Drug abuse is a significant problem in this country, and stemming the tide of drug-related deaths and crime is a top priority of both law enforcement and the courts. However, in the desire to save lives and slow drug trade, decisions are sometimes made that are questionable. Such may be the case in the example of two Pennsylvania medical professionals who stand accused of unlawfully distributing drugs. The federal drug case has made headlines across the nation and sparked debate among many.
The charges center on the operation of a methadone clinic in North Union Township. Authorities claim that a doctor working at the clinic and the institution's director are guilty of unlawfully distributing a schedule III controlled substance. The doctor is also accused of unlawfully distributing a drug named Suboxone. The drugs in question were given to clients of the methadone clinic. Both defendants are also charged with conspiracy to distribute those drugs.
Patients who seek the services of methadone clinics are struggling with chronic pain and sometime with addiction issues. They are often seeking methadone, Xanax and Suboxone to alleviate their symptoms without having to turn to stronger, and sometimes illegal, drugs. In some cases, these patients are seriously addicted to the drugs that they seek, leaving physicians and administrators in a tough ethical position when determining which patients to serve and which to turn away.

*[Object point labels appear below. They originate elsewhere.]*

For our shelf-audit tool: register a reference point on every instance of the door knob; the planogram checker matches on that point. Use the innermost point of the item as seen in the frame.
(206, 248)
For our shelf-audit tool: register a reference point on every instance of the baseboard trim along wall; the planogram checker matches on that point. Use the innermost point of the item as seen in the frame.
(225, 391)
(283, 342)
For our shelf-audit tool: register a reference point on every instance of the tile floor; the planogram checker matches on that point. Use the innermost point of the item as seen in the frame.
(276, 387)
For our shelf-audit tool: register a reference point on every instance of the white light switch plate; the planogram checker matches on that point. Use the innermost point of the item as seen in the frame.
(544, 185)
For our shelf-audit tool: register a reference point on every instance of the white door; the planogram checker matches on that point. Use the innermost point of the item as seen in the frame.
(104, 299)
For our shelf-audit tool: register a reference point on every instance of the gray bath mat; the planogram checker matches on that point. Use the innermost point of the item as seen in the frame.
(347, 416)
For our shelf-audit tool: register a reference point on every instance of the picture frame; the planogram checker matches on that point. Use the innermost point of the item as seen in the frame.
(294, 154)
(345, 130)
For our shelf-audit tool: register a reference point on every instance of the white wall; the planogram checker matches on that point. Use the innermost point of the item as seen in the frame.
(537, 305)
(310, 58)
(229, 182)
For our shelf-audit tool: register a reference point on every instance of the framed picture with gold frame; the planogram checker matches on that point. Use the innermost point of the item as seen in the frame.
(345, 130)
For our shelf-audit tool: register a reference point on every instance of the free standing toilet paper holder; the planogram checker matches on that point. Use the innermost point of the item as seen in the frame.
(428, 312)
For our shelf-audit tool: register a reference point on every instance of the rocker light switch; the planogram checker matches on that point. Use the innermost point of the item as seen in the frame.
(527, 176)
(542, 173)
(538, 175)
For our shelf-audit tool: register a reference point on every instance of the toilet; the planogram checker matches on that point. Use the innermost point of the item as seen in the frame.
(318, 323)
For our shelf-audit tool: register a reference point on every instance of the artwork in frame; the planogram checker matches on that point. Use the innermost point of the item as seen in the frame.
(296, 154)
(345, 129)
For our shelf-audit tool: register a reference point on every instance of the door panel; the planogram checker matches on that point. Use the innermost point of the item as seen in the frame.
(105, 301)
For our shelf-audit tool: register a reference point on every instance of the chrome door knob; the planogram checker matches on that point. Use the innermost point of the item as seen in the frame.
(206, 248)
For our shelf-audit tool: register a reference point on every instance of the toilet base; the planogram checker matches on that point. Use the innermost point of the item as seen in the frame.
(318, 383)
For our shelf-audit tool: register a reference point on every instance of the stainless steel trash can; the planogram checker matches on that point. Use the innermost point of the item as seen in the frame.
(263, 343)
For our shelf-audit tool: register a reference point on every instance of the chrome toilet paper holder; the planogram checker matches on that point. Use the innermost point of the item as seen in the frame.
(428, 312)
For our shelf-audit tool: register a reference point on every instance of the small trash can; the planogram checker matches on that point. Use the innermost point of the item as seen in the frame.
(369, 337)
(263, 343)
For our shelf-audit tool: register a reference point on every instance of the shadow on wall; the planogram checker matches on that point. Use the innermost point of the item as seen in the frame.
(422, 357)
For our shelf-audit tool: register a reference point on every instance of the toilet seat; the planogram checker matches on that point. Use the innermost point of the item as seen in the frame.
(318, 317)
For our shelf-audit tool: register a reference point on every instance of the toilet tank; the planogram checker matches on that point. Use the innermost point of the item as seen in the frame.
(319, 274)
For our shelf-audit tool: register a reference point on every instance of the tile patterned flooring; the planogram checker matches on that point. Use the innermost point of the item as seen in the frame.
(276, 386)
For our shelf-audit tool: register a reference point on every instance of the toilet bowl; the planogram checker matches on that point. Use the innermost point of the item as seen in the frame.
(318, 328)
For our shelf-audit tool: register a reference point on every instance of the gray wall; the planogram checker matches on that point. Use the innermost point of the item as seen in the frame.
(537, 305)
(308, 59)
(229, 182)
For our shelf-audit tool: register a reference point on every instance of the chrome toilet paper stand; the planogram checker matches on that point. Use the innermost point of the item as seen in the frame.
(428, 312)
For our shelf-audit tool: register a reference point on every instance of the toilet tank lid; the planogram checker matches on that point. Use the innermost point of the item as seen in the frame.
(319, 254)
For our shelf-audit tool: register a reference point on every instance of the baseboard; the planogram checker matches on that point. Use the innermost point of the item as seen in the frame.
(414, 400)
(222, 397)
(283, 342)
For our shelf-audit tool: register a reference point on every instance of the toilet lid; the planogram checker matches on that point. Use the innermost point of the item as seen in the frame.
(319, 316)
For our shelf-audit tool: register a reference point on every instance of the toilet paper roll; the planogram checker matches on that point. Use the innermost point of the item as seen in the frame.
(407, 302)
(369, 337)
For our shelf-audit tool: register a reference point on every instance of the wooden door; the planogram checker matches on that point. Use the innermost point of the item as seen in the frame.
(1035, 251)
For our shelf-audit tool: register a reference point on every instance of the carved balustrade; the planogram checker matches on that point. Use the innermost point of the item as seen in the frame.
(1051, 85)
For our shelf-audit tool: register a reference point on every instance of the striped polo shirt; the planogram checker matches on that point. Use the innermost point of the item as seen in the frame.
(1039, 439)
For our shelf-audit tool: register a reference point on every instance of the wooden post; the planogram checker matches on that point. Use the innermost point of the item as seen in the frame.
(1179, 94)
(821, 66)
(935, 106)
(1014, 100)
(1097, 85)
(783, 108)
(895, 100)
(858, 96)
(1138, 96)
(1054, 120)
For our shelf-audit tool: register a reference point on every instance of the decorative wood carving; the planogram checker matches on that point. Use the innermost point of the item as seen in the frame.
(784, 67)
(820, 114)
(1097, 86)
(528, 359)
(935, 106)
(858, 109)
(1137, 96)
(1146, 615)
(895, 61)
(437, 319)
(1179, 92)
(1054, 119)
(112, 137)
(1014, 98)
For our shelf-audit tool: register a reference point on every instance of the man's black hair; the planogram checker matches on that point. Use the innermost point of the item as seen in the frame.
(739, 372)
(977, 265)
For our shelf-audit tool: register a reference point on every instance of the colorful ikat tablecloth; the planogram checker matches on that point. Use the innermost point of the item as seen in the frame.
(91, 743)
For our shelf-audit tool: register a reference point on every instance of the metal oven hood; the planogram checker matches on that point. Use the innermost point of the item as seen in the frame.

This is not the first example of medical professionals being implicated in a federal drug case. However, the outcome of this case could have a much broader impact than any repercussions that these two Pennsylvania professionals might face. If dispensing methadone, Suboxone, Xanax and similar medications becomes a criminal act, fewer doctors will be willing to provide pain or addiction treatment to their patients, leaving a gap in health care for a significant portion of the population.